One of the most common habits is thumb-sucking. Between a quarter to a half of 2 to 4-year-olds suck their thumbs. Maybe thumbs taste better than other fingers? Seriously, though, it probably first occurs by accident. Babies suck their thumbs in the womb and like other behaviours that can become habits, it’s associated with self-soothing and calming. Often, these habits are used to deal with stress and anxiety in a child, as a sort of a soothing mechanism.
Most habits will go away on their own. But if they continue, they can attract negative attention from peers or even teachers, kids can be subjected to teasing, and sometimes they can cause medical problems. For example, if thumb-sucking continues, it can contribute to malocclusion which is the failure of the teeth in the upper and lower jaws to meet properly, and it can also cause thumb and finger infections. Hair twirling in older children can be associated with hair pulling which can cause significant hair loss. [As an aside, this is a behaviour pattern that can be quite tricky to shift so I’d recommend - particularly if the kids are pulling their hair out - that they see a clinical psychologist who can work with them in a cognitive behaviour therapy program to help the youngster develop good self-control over this pattern.]
Unfortunately, parents faced with bad habits tend to develop patterns of their own, such as constantly saying things like: “Stop putting your hand in your mouth,” in an exasperated way, over and over again.
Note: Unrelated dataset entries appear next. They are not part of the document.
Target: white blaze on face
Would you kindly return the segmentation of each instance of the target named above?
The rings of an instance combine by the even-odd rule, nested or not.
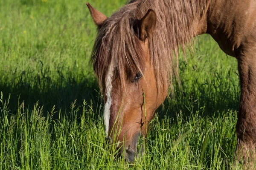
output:
[[[110,116],[110,108],[112,105],[112,99],[111,98],[111,92],[112,89],[112,81],[113,74],[113,68],[112,65],[110,65],[109,71],[107,75],[107,79],[106,80],[106,96],[107,96],[107,101],[104,106],[104,113],[103,118],[105,122],[105,133],[108,136],[108,129],[109,128],[109,119]]]

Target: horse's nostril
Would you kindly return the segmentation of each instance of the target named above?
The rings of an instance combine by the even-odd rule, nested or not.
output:
[[[125,158],[130,162],[133,162],[135,160],[136,153],[131,149],[125,150]]]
By drawing attention to the behaviour and increasing the child’s anxiety about it, you can make it worse.
These have been some studies where an unpleasant tasting substance is used on the thumbs and fingers as a way of discouraging both nail-biting and thumb-sucking. But you’re not always able to do that – for example, if the child is at school.
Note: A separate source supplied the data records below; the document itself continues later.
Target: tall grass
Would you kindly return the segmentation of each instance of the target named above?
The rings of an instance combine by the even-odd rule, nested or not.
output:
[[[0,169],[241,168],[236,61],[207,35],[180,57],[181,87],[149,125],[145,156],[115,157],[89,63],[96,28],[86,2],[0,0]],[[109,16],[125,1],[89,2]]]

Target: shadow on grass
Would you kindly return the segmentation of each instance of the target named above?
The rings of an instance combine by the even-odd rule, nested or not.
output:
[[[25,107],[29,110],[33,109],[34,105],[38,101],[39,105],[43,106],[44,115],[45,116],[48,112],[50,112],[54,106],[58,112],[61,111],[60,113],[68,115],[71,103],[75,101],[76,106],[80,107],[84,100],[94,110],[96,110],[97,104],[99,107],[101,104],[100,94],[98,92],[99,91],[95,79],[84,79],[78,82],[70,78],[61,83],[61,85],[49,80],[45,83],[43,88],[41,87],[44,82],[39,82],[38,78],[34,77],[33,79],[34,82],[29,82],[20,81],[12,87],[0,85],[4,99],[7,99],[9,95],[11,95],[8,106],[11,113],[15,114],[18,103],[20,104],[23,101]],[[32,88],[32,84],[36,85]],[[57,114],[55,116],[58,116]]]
To successfully change a bad habit, there are a number of steps, and it may be a lot easier with appropriate parenting support. In a nutshell, you need to stop the constant criticism, get the child onside in seeing the behaviour as a problem to solve, increase awareness and encourage alternative behaviour, and reward the absence of the habitual behaviour. Then you gradually phase out the reward so that the child doesn’t become reward-dependent.
While most bad habits pass with the passage of time, a well-known 1995 survey showed that 91 per cent of adults pick their noses…and 8 per cent of them reported eating what they pick!
Luckily, it’s never too late for learning. One of the great things about the human species is that we can change behaviour throughout our life, providing the context is right and the motivation is there.